Having eaten twice in the now titled Ho Modern Vietnamese, I was anxious to try the new flagship from Bobby Chinn. Accompanied by a strict vegetarian, it always makes life difficult in a restaurant with plates designed for sharing, but as luck would have it, we took advantage of the Square Meal set menu deal (£25 per head), which had a full vegetarian option and the rest for me.
The service is still undergoing teething troubles, no one offered to take our coats and they remained on the backs of our chairs throughout, the waitress seemed a little nervous and seemed to forget the basics such as bring a cocktail menu and the maitre d' (? Maybe head waiter) was a little over zealous. That being said, they did their best to be charming and their hearts were in the right place.
The set menu offered 3 starters and a main each. The steamed seafood dumpling was juicy and yielding, full of flavour, the pork vermicelli salad was incredibly tasty with lots of raw fresh vegetables to provide an interesting texture contrast to the pork and the prawn crispy spring roll was perfect, although I think that the slightly odd pairing of a peculiar banana-flavoured goo could have been forgone.

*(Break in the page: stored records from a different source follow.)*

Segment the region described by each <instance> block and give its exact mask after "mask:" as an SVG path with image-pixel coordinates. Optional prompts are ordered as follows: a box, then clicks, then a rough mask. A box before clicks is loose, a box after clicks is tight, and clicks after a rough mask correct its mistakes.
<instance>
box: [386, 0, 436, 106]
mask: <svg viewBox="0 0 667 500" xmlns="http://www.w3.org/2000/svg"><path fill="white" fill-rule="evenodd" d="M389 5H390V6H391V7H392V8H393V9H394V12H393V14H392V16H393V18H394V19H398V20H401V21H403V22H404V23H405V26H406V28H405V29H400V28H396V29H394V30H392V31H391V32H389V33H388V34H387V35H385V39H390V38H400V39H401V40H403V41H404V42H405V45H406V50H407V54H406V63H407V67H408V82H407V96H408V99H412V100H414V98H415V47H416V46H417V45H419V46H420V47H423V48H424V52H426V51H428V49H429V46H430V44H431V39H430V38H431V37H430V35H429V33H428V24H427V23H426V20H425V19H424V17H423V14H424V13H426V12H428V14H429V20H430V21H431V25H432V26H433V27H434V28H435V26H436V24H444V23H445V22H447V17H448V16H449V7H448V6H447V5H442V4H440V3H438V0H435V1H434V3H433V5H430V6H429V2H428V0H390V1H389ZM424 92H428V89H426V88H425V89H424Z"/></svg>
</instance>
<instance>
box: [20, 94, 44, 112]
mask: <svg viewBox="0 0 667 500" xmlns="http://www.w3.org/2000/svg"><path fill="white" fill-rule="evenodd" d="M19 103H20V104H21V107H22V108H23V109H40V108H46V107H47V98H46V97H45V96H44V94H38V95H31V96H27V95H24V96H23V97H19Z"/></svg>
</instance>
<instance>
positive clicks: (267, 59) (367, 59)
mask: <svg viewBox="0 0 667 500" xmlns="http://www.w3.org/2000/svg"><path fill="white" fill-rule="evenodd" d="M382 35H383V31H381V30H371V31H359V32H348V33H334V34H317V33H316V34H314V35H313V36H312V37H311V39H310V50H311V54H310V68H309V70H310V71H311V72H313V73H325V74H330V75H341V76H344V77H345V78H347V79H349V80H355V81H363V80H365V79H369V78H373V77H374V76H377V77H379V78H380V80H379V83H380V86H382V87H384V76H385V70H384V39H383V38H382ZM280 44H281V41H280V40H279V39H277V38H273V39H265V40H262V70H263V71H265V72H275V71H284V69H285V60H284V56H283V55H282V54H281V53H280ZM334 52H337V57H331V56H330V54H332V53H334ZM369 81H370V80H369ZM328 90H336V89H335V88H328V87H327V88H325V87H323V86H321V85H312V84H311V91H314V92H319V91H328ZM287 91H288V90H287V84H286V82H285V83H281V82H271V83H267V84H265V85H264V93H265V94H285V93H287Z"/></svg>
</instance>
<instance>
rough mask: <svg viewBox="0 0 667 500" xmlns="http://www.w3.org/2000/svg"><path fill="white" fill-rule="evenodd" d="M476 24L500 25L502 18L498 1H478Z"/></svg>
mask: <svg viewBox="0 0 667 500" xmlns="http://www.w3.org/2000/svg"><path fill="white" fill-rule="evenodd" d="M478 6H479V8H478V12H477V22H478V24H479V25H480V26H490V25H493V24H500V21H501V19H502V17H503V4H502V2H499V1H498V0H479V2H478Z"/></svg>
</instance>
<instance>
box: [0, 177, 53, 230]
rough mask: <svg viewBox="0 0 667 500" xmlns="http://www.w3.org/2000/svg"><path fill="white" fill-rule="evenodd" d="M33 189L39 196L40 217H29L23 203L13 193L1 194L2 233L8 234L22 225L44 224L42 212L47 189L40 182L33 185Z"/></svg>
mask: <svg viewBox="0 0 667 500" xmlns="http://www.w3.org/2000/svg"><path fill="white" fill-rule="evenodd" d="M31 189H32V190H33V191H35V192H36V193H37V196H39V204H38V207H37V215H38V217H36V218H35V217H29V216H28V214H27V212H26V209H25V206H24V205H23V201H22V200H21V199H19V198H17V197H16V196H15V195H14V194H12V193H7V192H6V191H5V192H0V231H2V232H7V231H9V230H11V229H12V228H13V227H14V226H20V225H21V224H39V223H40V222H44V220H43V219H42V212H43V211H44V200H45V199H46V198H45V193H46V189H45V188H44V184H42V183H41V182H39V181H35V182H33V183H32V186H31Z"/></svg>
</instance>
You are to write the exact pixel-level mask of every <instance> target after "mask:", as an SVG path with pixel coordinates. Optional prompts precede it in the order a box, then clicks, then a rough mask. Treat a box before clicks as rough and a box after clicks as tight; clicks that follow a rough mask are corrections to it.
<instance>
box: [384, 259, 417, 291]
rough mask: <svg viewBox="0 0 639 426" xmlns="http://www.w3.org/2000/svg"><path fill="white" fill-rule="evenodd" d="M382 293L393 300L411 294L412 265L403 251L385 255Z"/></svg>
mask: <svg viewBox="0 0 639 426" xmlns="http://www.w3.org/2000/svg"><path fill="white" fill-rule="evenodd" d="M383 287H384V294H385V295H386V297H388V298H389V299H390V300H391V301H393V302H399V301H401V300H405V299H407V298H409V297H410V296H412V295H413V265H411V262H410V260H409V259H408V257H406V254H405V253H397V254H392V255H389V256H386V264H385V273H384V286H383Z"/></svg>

We both order the traditional signature dish of Pho for main, one veggie and the other seafood. Well. BORING! The chef had clearly forgotten to season anything. Driving us both to add salt (!), soy sauce and chilli to try to liven the thing up. The huge chunks of pak choi made for a very messy chomping and as for the seafood - a great big hunk of grilled salmon, two tiny baby squid and apparently a prawn - yes A prawn- but after much sifting for gold I gave up on that one. In fact, it was so dull that neither me nor my friend even attempted to finish it as it wasn't worth the effort. Considering that there is a now fairly ubiquitous chain eponymous upon this dish, the House of Ho should be outdoing these "fast food" outlets, but sadly not. They did seem to be mortified when they came to take the nearly full plates away and also very surprised. Maybe they had an off day or maybe no one has told them. But it was pretty terrible.
We had a beer and a cocktail each and the bill still came to £100 - on a set menu, so this is a restaurant that either needs to be on expenses or more for a special occassion. I don't mind spending lots of money on food, it's my vice, but this experience will not have me running back.
Having dined in Bam Bou for almost 20 years, this replacement is a true disappointment.